In a newly released regional economic outlook for sub-Saharan Africa, the IMF says that Kenya will be one of just eight out of the 20 countries in Africa classified as middle-income economies to record an increase in gross national savings — a measure of savings as a ratio of the GDP.
Last year, Kenya’s gross national savings stood at 12.7 per cent of GDP, which was below the average of 14.7 per cent for similar-sized economies in Africa. This year the average for these economies is expected to rise to 15.1 per cent.
The rise in savings has coincided with a drop in borrowing, with Central Bank of Kenya (CBK) data showing that the annualised growth in private sector credit dropped to 5.4 per cent at the end of August compared to 18 per cent at the end of last year.
“The trend is most likely due to reduced borrowing.

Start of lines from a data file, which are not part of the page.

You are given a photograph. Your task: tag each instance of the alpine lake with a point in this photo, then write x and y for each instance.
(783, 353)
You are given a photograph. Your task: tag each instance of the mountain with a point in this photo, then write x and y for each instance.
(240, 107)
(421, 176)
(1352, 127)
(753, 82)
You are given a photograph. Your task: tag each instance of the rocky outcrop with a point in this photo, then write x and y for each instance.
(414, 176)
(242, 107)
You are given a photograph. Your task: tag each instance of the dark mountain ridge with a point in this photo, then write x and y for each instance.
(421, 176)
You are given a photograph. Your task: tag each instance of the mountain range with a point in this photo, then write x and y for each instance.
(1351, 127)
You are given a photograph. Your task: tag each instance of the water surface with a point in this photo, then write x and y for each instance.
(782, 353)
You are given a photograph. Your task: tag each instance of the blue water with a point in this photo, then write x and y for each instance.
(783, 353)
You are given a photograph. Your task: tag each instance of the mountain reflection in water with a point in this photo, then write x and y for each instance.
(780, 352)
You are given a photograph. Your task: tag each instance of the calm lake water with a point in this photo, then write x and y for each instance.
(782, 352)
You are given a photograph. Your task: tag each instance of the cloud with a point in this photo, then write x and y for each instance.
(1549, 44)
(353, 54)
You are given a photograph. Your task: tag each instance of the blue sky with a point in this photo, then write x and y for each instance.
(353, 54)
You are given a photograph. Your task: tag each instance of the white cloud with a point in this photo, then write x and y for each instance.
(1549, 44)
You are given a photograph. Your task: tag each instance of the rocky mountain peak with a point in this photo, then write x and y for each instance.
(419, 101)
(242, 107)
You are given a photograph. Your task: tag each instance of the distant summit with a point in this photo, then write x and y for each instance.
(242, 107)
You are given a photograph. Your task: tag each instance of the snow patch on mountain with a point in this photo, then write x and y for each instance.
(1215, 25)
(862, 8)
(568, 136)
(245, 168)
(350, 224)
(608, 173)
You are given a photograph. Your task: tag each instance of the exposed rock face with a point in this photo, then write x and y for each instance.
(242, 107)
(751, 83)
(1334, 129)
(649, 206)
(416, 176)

In the corresponding period that the level of savings is projected to rise, we have seen a fall in credit due to higher interest rates,” said ABC Capital corporate finance manager Johnson Nderi.
The recent cap in interest rates might, however, signal a shift in this trend if more Kenyans seek credit on the cheaper terms and if banks agree to lend more.
CBK data shows that the level of deposits held in commercial banks has risen at a faster pace in the eight months to August 2016 than gross loans — at six per cent against four per cent.
Deposits in August had risen by Sh150 billion to Sh2.64 trillion, while loans were up Sh90 billion to Sh2.26 trillion.
The linkage of banks with mobile money has also helped the level of savings in Kenya grow for the past three years, roping in the informal sector to save on platforms such as M-Shwari and KCB M-Pesa.
Mobilisation of savings is positive for an economy as it builds resilience in the financial system and improves a country’s ability to invest internally in important sectors.
“The consolidation of savings is good because it helps build a buffer in the (financial) system, making it more stable. A high savings rate also allows for financing innovation and capital formation,” said Mr Nderi.
IMF data shows that with growth this year, Kenya’s savings rate will match those of South Africa (16.3 per cent) and Ghana (16.1 per cent) and move ahead of Nigeria’s (13.1 per cent) .
Kenya is, however, in the bottom half of the 20 counties classified as middle-income countries by the IMF in savings, at 13th place.
Tanzania, Uganda and Rwanda, the other EAC countries classified as low-income, are projected to hit savings of 21.9 per cent, 16.9 per cent and 12.9 per cent by the end of this year respectively.